I am providing production for the Aaronzona music festival in Buffalo, NY in a few weeks and do not know of any of the local rental houses or production companies. I have two shows that weekend, and will be in South Carolina, but I will have a crew up in NY with Stage, Lighting, and Sound and was wondering if anyone out there has been to this festival or knows about the local companies. The event organizers live in Charlotte, NC and we have been doing all of the planning here, but I like to know where I can get something just in case of an emergency.


----------



## avkid (Jun 30, 2007)

If you need to pick up anything on the way there, I can probably help you out with some rental houses.


----------



## soundlight (Jun 30, 2007)

CMI Communications in Rochester, NY could probably help you out. They're about an hour and a half from Buffalo, and they are a very large rental house.

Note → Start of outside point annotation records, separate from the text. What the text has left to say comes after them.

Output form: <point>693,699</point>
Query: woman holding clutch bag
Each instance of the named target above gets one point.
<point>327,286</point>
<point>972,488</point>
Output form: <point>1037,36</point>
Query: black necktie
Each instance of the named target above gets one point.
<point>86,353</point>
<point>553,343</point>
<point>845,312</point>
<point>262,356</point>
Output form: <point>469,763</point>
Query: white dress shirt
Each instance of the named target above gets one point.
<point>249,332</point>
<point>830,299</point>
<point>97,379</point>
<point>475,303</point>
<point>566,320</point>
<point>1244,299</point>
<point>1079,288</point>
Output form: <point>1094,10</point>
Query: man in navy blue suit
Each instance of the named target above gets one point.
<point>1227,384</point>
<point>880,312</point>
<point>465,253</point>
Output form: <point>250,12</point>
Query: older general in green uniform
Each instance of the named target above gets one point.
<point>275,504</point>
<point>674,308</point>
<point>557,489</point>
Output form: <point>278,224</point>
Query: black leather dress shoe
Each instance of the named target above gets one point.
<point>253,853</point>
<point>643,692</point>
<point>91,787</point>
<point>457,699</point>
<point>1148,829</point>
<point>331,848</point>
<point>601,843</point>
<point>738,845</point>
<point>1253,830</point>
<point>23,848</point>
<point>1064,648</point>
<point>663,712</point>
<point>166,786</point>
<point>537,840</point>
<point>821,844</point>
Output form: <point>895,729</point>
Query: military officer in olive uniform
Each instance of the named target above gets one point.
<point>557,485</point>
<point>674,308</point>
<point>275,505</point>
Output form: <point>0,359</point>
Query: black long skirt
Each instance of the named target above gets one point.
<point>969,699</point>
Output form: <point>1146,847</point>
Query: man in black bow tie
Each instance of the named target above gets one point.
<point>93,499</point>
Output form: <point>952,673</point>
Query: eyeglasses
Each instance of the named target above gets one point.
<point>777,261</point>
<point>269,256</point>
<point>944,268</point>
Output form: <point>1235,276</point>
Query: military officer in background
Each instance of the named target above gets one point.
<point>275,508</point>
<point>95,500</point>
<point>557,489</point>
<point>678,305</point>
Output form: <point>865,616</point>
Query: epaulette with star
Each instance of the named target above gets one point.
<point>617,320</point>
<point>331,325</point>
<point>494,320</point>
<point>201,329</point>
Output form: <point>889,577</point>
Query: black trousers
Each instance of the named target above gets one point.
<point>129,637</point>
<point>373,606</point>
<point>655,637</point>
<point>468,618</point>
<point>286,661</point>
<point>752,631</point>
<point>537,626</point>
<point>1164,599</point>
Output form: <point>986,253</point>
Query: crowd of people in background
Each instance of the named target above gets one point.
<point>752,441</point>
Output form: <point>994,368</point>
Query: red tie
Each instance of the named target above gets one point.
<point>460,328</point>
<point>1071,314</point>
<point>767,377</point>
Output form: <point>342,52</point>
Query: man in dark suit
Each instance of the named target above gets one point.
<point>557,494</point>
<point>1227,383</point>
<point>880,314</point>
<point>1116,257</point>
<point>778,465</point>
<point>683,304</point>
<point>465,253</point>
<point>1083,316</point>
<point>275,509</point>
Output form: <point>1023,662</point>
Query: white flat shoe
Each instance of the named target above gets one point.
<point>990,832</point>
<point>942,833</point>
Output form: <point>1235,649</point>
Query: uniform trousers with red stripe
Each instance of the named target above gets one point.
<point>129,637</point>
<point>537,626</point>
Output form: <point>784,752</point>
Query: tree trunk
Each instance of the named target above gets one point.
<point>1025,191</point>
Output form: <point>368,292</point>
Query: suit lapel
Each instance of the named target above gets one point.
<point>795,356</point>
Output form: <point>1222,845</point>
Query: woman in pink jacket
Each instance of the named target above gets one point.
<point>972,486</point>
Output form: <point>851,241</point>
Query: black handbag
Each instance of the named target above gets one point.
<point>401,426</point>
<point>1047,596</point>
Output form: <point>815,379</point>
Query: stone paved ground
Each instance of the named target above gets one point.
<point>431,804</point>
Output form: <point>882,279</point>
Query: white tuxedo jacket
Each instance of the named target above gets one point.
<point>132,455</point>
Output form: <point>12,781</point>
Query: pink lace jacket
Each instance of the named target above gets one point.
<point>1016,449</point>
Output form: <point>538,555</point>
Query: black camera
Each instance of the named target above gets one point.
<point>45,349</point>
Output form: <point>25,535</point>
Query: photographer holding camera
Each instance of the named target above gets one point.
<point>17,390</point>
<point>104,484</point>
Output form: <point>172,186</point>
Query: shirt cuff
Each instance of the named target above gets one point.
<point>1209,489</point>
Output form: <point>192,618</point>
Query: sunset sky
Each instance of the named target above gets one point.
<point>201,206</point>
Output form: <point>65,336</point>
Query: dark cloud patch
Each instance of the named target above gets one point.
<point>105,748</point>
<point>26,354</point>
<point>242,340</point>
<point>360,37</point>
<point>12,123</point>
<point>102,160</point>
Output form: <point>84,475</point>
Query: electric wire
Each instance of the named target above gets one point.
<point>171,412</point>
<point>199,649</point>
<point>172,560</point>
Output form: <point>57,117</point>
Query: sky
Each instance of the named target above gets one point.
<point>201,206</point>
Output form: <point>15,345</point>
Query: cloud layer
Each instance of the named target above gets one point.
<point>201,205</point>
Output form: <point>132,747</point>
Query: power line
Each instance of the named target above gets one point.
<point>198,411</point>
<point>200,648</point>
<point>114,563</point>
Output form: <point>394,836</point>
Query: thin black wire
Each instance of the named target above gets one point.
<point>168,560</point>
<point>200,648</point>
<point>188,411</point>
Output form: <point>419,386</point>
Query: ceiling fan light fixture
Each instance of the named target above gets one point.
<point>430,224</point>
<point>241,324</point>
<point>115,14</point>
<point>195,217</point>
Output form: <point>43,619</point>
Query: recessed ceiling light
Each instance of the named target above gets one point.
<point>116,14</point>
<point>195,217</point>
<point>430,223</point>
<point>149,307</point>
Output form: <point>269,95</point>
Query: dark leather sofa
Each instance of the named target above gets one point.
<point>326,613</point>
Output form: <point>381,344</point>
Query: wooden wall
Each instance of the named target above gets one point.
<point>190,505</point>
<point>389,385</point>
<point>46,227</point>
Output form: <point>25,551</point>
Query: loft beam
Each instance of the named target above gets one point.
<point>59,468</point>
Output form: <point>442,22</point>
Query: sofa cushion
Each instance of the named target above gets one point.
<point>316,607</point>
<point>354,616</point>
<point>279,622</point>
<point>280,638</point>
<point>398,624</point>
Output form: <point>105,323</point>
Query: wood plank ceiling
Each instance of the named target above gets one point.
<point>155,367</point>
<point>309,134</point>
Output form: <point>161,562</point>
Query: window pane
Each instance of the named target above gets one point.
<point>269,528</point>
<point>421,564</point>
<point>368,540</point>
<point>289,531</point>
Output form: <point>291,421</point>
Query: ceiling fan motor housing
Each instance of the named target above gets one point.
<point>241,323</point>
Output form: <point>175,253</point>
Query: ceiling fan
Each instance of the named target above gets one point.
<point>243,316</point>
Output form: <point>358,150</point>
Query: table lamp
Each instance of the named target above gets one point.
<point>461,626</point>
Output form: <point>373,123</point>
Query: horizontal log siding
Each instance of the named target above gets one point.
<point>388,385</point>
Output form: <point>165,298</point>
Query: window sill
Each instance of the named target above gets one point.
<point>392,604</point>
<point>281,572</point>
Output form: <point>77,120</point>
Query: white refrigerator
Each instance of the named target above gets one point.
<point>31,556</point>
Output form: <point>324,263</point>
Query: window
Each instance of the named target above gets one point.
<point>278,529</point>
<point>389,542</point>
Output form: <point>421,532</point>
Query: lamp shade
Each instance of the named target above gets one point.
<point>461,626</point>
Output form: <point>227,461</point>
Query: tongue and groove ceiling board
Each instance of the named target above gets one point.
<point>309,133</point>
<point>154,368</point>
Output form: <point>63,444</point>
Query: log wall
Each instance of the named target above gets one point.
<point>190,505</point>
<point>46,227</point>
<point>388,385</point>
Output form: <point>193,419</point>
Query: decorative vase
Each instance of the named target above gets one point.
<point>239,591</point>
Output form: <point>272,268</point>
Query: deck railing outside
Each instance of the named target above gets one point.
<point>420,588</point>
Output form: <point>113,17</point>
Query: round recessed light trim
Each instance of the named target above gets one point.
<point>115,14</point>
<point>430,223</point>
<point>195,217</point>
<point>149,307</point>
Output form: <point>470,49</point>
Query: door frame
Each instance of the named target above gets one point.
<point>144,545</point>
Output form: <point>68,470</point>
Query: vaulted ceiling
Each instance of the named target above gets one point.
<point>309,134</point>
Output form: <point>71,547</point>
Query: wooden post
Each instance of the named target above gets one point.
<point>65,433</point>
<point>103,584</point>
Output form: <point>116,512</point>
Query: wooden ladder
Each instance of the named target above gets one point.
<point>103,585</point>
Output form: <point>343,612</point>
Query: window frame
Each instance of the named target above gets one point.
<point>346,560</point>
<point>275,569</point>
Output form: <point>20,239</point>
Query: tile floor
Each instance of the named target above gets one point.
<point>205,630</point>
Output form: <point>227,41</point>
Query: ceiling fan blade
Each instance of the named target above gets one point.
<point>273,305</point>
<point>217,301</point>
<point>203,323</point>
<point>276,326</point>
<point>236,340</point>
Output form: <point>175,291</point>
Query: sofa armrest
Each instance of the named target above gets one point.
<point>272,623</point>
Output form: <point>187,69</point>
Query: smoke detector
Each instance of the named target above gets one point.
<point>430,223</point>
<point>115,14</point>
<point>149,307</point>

Another group that you might look at is Lloyd Sound out of Cortland, NY.

Both of these companies are excellent, and I have been to/volunteered during/worked during productions that they have put on.

I only recommend companies with which I have had a very positive experience, and both of these companies are excellent.


----------



## avkid (Jun 30, 2007)

There is a certain gentleman near Binghamton, New York that you should never do business with. Before doing anything in this area contact me about the provider you intend to use.
(he changes the company name frequently)


----------



## stantonsound (Jun 30, 2007)

Thanks. It is strictly for a "just in case" scenario. It is nice to be prepared. I actually grew up and started working in Binghamton, NY. I don't know who you are talking about (which is probably a good thing, because that means that I did not get stuck working with him) but I will PM if I am back in that area.


----------



## Oobleck1441 (Jul 7, 2007)

Hello,
Im from Buffalo..
Some companies i usually deal with include:
The widely known - UNISTAGE
and LITE TRIX
Thats about all Ik off the top of my head...
if you need any other info
feel free to Email me at : [email protected]​


----------



## kovacika (Jul 8, 2007)

Specialized Audio Visual Inc in Clifton park (half hour from Albany) is a huge audio rental house (provides all the gear for Troika Entertainments tours) and Omnitech in Saratoga Springs, again about a half hour out from Albany.


----------



## stantonsound (Jul 8, 2007)

The problem is, Binghamton and Albany are hours away. I was just checking for a "oops" scenario, should it occur. 

Thanks everyone.


----------